The move is the first of its kind in China's bike-sharing sector, as competition in the domestic market is getting fiercer. Youon said the new acquisition will help it to compete with other major bike-sharing companies.
Hellobike CEO Yang Lei said in an internal letter that after the acquisition, he would be appointed as the new company's CEO.
"The merger will enable us to gain abundant resources, and seek more growth and glamour in this competitive market," Yang said in the statement.
Bike-sharing has boomed in China, with dozens of startups offering colorful free-floating bikes on the streets, enabling convenient trips for those fed up with congested roads.

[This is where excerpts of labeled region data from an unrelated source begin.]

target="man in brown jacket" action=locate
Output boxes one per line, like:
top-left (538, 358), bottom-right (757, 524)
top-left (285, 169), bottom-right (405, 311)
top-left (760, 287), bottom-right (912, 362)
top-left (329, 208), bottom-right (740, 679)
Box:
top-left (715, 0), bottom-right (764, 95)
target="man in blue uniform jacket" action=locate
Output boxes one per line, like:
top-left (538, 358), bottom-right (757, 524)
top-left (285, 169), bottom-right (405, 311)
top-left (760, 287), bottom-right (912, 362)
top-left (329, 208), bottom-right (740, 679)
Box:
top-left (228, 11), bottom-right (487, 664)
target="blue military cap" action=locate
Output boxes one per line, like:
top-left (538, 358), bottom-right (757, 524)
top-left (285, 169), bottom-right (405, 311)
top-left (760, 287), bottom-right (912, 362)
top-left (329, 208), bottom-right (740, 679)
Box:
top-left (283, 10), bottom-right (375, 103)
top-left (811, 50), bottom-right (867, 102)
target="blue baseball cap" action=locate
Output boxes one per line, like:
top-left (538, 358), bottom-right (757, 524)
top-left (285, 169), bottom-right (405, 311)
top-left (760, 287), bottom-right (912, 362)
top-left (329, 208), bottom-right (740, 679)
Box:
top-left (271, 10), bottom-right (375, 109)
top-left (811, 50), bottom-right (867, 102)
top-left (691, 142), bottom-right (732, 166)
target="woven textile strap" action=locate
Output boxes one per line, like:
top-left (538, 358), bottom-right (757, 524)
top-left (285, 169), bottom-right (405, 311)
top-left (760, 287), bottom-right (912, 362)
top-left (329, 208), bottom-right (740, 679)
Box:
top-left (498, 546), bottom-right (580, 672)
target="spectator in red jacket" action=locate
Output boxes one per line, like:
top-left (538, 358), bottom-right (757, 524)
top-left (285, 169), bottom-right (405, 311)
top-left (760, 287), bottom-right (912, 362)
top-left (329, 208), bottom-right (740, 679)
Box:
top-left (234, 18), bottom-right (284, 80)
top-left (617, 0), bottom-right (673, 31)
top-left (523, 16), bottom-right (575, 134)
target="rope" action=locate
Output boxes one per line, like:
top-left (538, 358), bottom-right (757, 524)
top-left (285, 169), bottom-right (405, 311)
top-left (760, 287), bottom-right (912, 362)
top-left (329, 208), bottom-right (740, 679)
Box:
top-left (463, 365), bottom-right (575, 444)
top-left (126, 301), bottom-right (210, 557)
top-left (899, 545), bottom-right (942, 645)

In July, the Ministry of Transport reported that China had more than 16 million shared-bikes.
Founded in 2010, Youon currently provides 800,000 bikes for 20 million users nationwide, covering more than 220 cities in China.
Unlike bike-sharing titans Ofo Inc and Mobike Technology Co, which offer GPS-enabled dockless bikes, Youon mainly operates public city bikes with fixed locking poles.
According to statistics from market researcher QuestMobile, Hellobike ranked No 3 in the bike-sharing industry, attaining more than 3 million monthly active users in September this year. Ofo and Mobike took the top spot and the second place on the list, respectively, both reporting tens of millions of monthly active users.
Zhang Xu, an analyst at Beijing-based internet consultancy Analysys, said as bike-sharing giants Ofo and Mobike dominate the current market, it leaves little room for the further development of smaller bike-sharing companies.
"For small-sized bike sharing firms, winter is coming. And we will see a new round of reshuffling in the industry," said Zhang.